Tokyo Electric Power Company (TEPCO) has entered Bitcoin mining using the excess renewable energy that is being wasted by solar panels in two prefectures. It is doing so through a subsidiary called Agile Energy X Inc, created in 2022.

Agile Energy X has installed mining machines in Gunma and Tochigi prefectures, two provinces in Japan that are producing excess energy. The machines are being powered by a solar farm, one of the forms of green energy that the Japanese government identified as needing power output control (output power controll). Such control over the production of electricity is exercised when demand is limited in relation to supply; that is, when more energy is produced than is needed in a certain location.

Wasted surplus renewable energy is a powerful source of energy for Bitcoin. Source: The Asahi Shimbun.

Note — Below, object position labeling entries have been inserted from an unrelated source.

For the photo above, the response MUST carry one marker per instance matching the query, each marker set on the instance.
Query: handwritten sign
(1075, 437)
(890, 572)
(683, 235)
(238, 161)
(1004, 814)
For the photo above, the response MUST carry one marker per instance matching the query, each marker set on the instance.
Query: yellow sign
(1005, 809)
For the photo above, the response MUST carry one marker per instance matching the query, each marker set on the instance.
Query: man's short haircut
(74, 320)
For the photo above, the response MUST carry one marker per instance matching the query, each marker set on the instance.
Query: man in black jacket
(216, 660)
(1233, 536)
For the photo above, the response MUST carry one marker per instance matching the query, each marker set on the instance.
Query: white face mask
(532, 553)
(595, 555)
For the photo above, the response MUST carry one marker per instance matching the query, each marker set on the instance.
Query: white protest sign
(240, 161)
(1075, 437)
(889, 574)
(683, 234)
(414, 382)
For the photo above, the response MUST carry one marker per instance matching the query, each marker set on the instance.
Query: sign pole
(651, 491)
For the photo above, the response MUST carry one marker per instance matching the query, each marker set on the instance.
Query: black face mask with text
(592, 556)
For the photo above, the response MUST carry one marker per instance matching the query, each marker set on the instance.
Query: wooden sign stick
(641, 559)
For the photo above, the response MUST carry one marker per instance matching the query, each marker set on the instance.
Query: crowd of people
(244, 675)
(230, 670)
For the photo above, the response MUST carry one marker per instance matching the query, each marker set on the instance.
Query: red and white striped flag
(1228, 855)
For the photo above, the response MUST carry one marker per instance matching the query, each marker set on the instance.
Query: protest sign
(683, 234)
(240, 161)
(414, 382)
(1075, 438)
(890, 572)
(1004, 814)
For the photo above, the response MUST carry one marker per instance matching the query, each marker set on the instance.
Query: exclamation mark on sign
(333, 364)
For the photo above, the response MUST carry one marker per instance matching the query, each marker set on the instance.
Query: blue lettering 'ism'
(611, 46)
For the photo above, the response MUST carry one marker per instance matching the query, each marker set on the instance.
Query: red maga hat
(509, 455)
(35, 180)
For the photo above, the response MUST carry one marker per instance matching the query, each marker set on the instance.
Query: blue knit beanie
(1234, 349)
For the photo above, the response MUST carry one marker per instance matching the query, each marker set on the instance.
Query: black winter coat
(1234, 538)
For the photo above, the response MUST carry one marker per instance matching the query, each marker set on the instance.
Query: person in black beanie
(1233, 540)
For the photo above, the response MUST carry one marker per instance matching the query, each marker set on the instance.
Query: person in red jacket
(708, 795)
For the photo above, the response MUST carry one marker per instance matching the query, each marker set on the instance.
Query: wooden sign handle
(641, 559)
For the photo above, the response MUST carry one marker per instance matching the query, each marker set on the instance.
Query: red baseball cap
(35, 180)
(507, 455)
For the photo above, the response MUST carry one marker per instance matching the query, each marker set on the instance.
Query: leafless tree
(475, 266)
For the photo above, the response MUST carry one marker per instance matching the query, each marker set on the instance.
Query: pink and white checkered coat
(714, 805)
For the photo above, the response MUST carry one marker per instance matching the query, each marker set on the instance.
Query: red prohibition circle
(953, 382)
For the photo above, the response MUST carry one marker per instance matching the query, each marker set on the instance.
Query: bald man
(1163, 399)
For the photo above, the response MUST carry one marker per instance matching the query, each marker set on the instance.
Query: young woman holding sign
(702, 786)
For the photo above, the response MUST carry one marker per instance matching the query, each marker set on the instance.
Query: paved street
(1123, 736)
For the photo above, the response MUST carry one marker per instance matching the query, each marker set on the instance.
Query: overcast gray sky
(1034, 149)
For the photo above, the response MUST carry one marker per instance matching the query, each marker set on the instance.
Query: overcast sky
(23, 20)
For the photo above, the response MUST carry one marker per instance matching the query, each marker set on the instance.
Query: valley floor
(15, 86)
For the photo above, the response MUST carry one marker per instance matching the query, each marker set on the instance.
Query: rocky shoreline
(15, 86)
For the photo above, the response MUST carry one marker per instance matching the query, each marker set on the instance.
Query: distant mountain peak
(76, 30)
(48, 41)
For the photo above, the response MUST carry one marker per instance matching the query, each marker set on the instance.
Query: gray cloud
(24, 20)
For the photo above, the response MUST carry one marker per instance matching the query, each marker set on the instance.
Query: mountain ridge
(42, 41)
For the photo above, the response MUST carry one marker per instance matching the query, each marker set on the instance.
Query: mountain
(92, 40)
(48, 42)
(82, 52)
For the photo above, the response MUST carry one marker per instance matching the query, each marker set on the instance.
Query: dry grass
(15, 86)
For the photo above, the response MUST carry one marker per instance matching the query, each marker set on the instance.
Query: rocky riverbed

According to Japanese media Asahi,

Agile Energy X simulations based on open data showed that 240,000 gigawatts per hour would be wasted if green energy were introduced to account for 50% of the total energy supply.

Asahi, Japanese newspaper first published in 1879.

Why is green energy wasted?

Energy production that exceeds demand is causing concern for private companies and governments. Negative forecasts about energy waste in Japan have increased thanks to the overall increase in renewable energy, which may in the future account for a large share of total national production.

This is because solar energy (such as that used by TEPCO for its equipment) and wind power are intermittent, and Its production depends on natural factors such as climate or time of year, which means it is easier to waste it. Due to its dependence on external factors, it is difficult to adjust it to the demand of the population.

Solar energy farm in the Colorado Desert, California. Source: wikimedia.org

This, together with the fact that there is currently no technology suitable for storing large amounts of green energy or transporting it to places where it is needed, motivated the channeling of surpluses of this energy to Bitcoin mining in Gunma and Tochigi.

The same media mentions that, according to some company officials, it would have been shown that using 10% of the energy wasted in mining bitcoins would produce around 360 billion yen ($2.5 billion) each year.

According to the article, there is “too little power subject to output power control in Japan to ensure the profitability of bitcoin mining with surplus power.” Output power control refers to the ability of producers to regulate the amount of power produced by sources. Such control has so far been implemented in those regions where there is low demand energy, especially in small rural areas with low population.

However, the outlet believes that if bitcoins provided “a new source of revenue for similar energy producers,” then more green energy would be used for mining, and the activity would be more profitable.